Um dos nossos maiores patrimônios da música brasileira nos deixou e não estávamos preparados para isso. A cantora e compositora Elza Soares, ancestralizou aos 91 anos, saiu da vida para entrar na história de cada um de nós, como não chorar a dor desta partida, de um ícone que com suas composições foi pedra no sapato de um país que teve que engolir suas músicas que faziam referência a realidade do povo preto, pobre e de periferia, da mulher marginalizada, mas acima de tudo suas letras nos ensinaram e ensinam a existir e resistir.
A força de Elza foi forjada por uma história de lutas e resistência, nascida em 1930, no Rio de Janeiro, cria da favela moça bonita, antes de explodir na música vivenciou uma realidade dura, aos 12 anos foi obrigada pelo pai a se casar, aos 13 já estava grávida do primeiro filho, aos 15 perdeu dois filhos para a fome e aos 21 já era viúva, foi a situação de miséria, tragédias opressão que fez com que Elza soltasse a voz, a intérprete começou sua carreira em 1953, na rádio tupi e em pouquíssimo tempo a voz rouca e inconfundível, se tornou uma das maiores artistas do Brasil.
A cantora, que carregava em suas letras um tom provocador e destemido, marcou a trajetória de dezenas de brasileiros com suas composições não só no samba, mas no rap, jazz, hip-hop, funk e diversos outros gêneros, a mulher que veio do planeta fome ficou famosa não somente por sua voz potente, mas também pela postura ativista e militante, abordando temas totalmente necessários em suas letras, falando sobre violência contra a mulher, racismo, fome e a trajetória de sua vida.

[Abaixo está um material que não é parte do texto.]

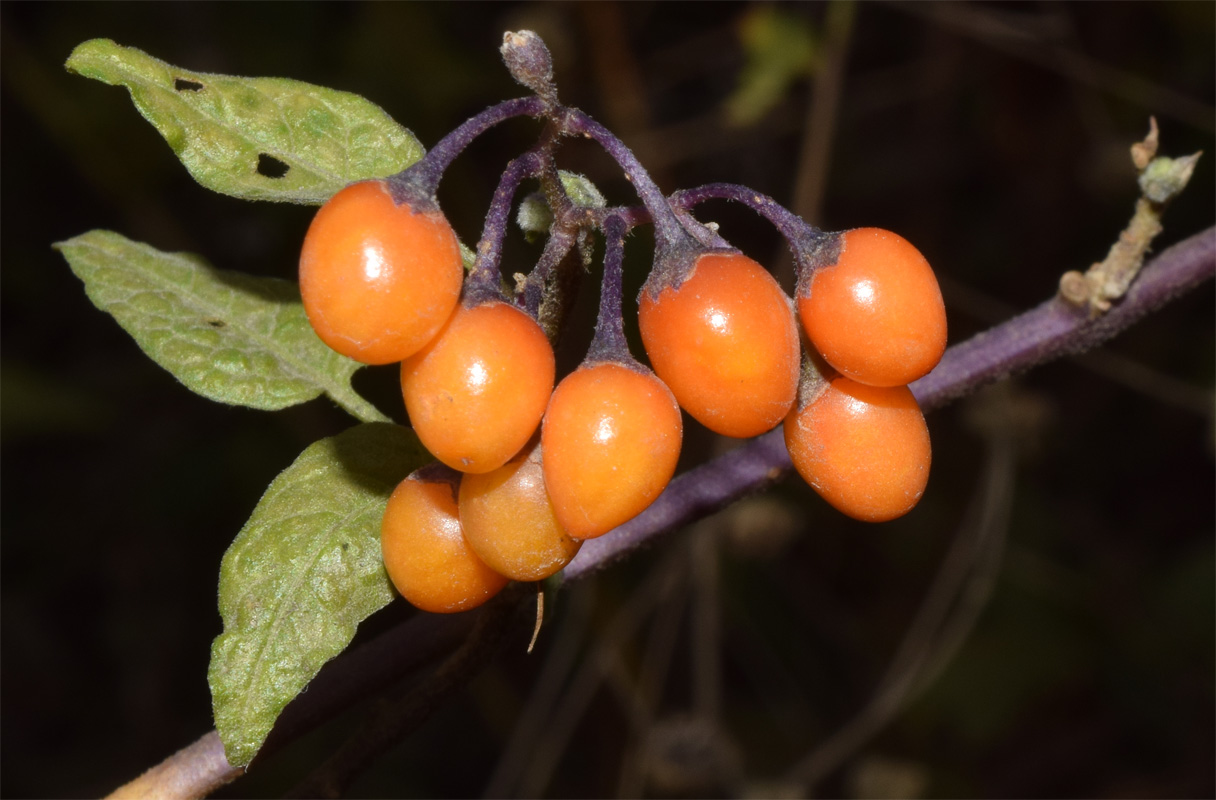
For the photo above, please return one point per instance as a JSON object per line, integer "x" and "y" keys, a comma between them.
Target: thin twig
{"x": 1039, "y": 336}
{"x": 393, "y": 719}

Entre 1962 e 1982, Elza viveu seu relacionamento mais famoso com Mané Garrincha, a relação foi conturbada, Elza foi a maior prejudicada durante os 15 anos em que viveu com o seu ‘grande amor’. Durante a ditadura militar, Elza foi perseguida pois, na época, ajudou na eleição que levou João Goulart à vice-presidência. Em 1970 teve sua casa metralhada pelo golpe e foi obrigada a se exilar na Itália com Garrincha.

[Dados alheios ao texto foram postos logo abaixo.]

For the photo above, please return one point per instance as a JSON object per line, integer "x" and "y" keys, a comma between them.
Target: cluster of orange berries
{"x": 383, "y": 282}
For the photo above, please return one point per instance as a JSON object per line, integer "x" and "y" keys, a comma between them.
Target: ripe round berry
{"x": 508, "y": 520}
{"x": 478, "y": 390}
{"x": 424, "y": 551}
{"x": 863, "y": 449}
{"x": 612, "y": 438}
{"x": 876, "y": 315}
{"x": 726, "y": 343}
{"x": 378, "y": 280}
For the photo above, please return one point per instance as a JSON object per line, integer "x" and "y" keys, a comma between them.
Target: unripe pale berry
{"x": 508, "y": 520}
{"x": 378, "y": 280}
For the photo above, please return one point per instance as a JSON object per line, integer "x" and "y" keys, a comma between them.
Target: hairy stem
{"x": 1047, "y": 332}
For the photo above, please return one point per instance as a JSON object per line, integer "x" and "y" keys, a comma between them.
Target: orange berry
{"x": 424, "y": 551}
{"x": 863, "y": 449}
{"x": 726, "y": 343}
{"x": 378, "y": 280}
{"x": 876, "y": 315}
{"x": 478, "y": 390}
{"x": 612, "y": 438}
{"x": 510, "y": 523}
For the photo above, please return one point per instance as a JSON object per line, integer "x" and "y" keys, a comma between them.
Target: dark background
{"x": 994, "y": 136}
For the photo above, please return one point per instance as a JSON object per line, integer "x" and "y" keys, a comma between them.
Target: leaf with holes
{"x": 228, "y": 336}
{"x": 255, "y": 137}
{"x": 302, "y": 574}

Na volta ao Brasil, o ex jogador tornou-se alcoólatra e batia em Elza quando chegava bêbado em casa, mas ela viveu o período todo em silêncio. Garrincha morreu em 1983, um ano após ter se separado de Elza.
Sua carreira musical teve início em 1953, aos 23 anos, enquanto trabalhava em uma fábrica de sabão. Começou em um programa da rádio Tupi chamado ‘Calouros em Desfile’. Sete anos depois, em 1959 gravou o seu primeiro sucesso ‘Se acaso você chegasse’.
Com uma estrada extensa e prestigiada, a cantora acumula 34 discos lançados. O último, ‘Planeta Fome’, saiu em 2019. Em ‘A Mulher do Fim do Mundo’, Elza clamou para que a deixassem cantar até o fim.
Por esse trabalho, ela recebeu um Grammy Latino e o álbum foi listado entre os dez melhores de 2016 pelo The New York Times.
“Eu sou mulher do fim do mundo. Eu vou, eu vou, eu vou cantar, me deixem cantar até o fim”, é Elza, tu fostes és a mulher do fim do mundo, tuas letras foram colo para mães solos, transpassaram o menino pobre da periferia e a mulher que sofria violência doméstica. Aos que sofriam a dor da fome, você partilhou desta dor, diante de todas as tragédias que tua vida foi marcada, teu brilho jamais se apagou, um espetáculo no palco e fora deles, te ter em vida foi um privilégio, partilhar da tua existência e do teu talento é unânime. Choramos a tua partida, mas acima de tudo estamos felizes por ver a mulher preta, pobre e periférica vencer na vida, a porta-voz da nossa resistência será para sempre lembrada. Descanse em paz, mulher do fim do mundo.